"True Grit" in the True West

So last night I saw the Coen Brothers’ True Grit in the mountain town of Canon City, Colorado, which was at one point in the 1880s the stagecoach stop east of Bighorn Canyon. A Western in a town of the New (Old) West. Jeff Bridges outdoes John Wayne easily, as the crusty Rooster Cogburn, his voice extra-gravelly and rough, saying lines like, “I don’t believe in fairy tales nor sermons about money, Baby Sister, but I do appreciate the cigarette.” The actress who plays Maddie Ross steals the show. Like Miller’s Crossing, which pays homage to other gangster and film noir directors/writers, True Grit seems to allude to other great westerns, especially Jim Jarmusch’s Dead Man and Cat Ballou—which, by the way, was filmed in Custer County, Colorado, where I am now. I liked the courtroom scene in particular, and the moment when Maddie Ross jumps into the river and swims it on her horse is thrilling.

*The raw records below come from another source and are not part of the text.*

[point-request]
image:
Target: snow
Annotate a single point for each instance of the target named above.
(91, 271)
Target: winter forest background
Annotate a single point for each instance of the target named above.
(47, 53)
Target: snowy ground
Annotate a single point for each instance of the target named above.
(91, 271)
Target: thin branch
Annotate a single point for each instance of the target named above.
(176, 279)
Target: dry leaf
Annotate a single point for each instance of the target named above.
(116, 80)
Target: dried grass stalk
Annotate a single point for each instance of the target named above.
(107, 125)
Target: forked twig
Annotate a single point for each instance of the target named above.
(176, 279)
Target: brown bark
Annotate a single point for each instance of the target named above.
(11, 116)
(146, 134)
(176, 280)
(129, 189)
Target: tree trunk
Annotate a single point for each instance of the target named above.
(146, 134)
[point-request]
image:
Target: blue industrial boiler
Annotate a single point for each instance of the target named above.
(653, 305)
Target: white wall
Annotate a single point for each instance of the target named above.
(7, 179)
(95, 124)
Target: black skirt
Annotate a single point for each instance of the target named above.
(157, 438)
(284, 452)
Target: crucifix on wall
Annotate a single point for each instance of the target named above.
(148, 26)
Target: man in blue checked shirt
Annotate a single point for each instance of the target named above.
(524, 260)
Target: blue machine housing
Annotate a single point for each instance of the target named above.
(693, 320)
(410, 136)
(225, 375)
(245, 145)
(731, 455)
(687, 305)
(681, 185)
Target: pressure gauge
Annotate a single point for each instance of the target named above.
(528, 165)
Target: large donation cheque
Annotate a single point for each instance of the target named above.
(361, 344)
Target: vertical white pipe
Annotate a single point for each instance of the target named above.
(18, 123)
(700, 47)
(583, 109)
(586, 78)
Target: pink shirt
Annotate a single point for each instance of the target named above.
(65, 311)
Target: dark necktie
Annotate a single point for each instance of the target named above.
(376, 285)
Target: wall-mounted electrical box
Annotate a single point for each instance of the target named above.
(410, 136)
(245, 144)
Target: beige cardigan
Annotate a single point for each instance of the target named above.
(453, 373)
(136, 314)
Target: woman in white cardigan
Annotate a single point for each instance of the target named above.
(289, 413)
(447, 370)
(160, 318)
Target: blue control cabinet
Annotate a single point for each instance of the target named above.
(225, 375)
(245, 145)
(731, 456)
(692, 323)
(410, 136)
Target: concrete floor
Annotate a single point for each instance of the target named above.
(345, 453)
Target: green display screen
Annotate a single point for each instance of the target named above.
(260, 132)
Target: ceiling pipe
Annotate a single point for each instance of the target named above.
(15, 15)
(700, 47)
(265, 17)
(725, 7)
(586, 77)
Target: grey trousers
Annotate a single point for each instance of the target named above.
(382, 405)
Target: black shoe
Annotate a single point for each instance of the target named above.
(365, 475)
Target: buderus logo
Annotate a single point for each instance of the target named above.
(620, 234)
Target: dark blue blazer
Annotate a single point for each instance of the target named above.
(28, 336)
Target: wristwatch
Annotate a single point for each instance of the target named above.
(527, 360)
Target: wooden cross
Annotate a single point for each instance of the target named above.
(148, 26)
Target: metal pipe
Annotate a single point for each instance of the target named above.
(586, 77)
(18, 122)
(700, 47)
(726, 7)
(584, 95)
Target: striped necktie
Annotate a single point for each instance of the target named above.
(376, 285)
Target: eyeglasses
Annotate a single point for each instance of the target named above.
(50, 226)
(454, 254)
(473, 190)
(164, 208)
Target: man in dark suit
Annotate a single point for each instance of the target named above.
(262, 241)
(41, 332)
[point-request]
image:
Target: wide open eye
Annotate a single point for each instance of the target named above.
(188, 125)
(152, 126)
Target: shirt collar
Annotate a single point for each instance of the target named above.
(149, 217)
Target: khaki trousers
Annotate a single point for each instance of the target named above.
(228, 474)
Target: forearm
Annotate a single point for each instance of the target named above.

I still like A Serious Man better, but I’m sure I’ll watch True Grit over and over again.
It was dusk when we left the theater and we headed west toward home, into a sunset silhouetting the Sangre de Cristo mountains, and it was like we were headed into True Grit country, armed only with a halfbag full of popcorn and the black bones of Junior Mints rattling around in a waxy white paper box.